OAKLAND, CALIF. — Over the past six years, Kuli Kuli founder Lisa Curtis pioneered the introduction of moringa in the United States, offering the nutrient-dense green in a range of powders, smoothie mixes, nutrition bars and wellness shots at more than 11,000 retail stores nationwide. With the brand’s latest line extension, she hopes to broaden consumer interest in other sustainably grown superfoods, such as breadfruit and baobab.

Launching online at kulikulifoods.com, Kuli Kuli SuperBark is a collection of snacking chocolate infused with moringa, chia seeds, quinoa and cacao. A mint chip variety includes coconut and breadfruit, which is associated with digestion benefits. A chocolate peanut butter flavor adds maca, which has energizing properties, and a raspberry chia variant contains vitamin-rich baobab and hibiscus.

Sweetened with a combination of erythritol, chicory root extract and stevia, the products contain 1 gram or less of sugar per serving, with 7 grams of fiber and 2 or 3 grams of protein. Kuli Kuli SuperBark is gluten-free, vegan, non-GMO and keto-friendly.

Through consumer research, Ms. Curtis learned the brand’s core users often craved an indulgent snack in the afternoon or evening, countering healthy behaviors earlier in the day. 

“We started thinking about what we could do that was more indulgent but still healthy and had all the functional benefits, like the rest of our superfood products,” Ms. Curtis said. “As we started to think about what ingredients to put in it, we started looking at it from both a functional and medicinal plant side but also from the perspective of other climate-smart tree crops that we can grow in a regenerative way alongside moringa, that will enable us to go deeper into the communities we already source from. Many of the African farmers we work with grow moringa and also grow hibiscus, cacao and baobab.

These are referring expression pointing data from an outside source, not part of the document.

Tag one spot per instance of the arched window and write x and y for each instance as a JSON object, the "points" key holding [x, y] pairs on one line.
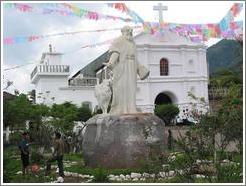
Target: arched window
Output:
{"points": [[164, 67]]}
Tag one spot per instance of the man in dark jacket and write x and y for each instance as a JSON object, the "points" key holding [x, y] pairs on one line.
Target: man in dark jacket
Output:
{"points": [[23, 146]]}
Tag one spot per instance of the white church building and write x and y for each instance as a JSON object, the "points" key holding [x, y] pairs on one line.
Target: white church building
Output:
{"points": [[177, 66]]}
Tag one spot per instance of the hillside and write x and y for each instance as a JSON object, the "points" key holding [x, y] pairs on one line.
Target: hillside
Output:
{"points": [[226, 54]]}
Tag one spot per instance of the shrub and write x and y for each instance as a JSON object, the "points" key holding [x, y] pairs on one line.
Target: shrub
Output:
{"points": [[36, 157], [84, 113], [100, 175], [166, 112], [15, 138]]}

“For us, it’s really bringing to life this dual vision of a delicious guilt-free dessert that is also supporting these rural farming communities and helping to build these regenerative food forests.”

Following a website overhaul last year, the company is planning a small digital-first launch to test and iterate the offering before expanding into retailers.

“One of things we’ve learned as a company is once you launch things into retail it’s really hard to change them,” Ms. Curtis said. “Especially because this is a new space for us and kind of a new concept, superfood chocolate, we want to make sure we get it right before we go big.”

Rich in protein, potassium, calcium and vitamin A, moringa is a complete plant protein with the nine essential amino acids. Ms. Curtis first discovered the plant as a Peace Corps volunteer in West Africa. Going forward, product development from Kuli Kuli will continue to expand beyond moringa, highlighting some of the additional ingredients the brand is introducing in the new products.

“The pandemic in some ways helped to push us in this direction,” Ms. Curtis said. “We had a hard year and weren’t able to purchase as much moringa as we had anticipated. It wasn’t the growth year we expected. That’s hard on our moringa farmers, and it made us think a lot about how we can help them diversify not just from an environmental perspective but also from a business perspective. If they can grow moringa and baobab and hibiscus and breadfruit, that gives them a much more sustainable business overall and enables us to support them in multiple different ways.”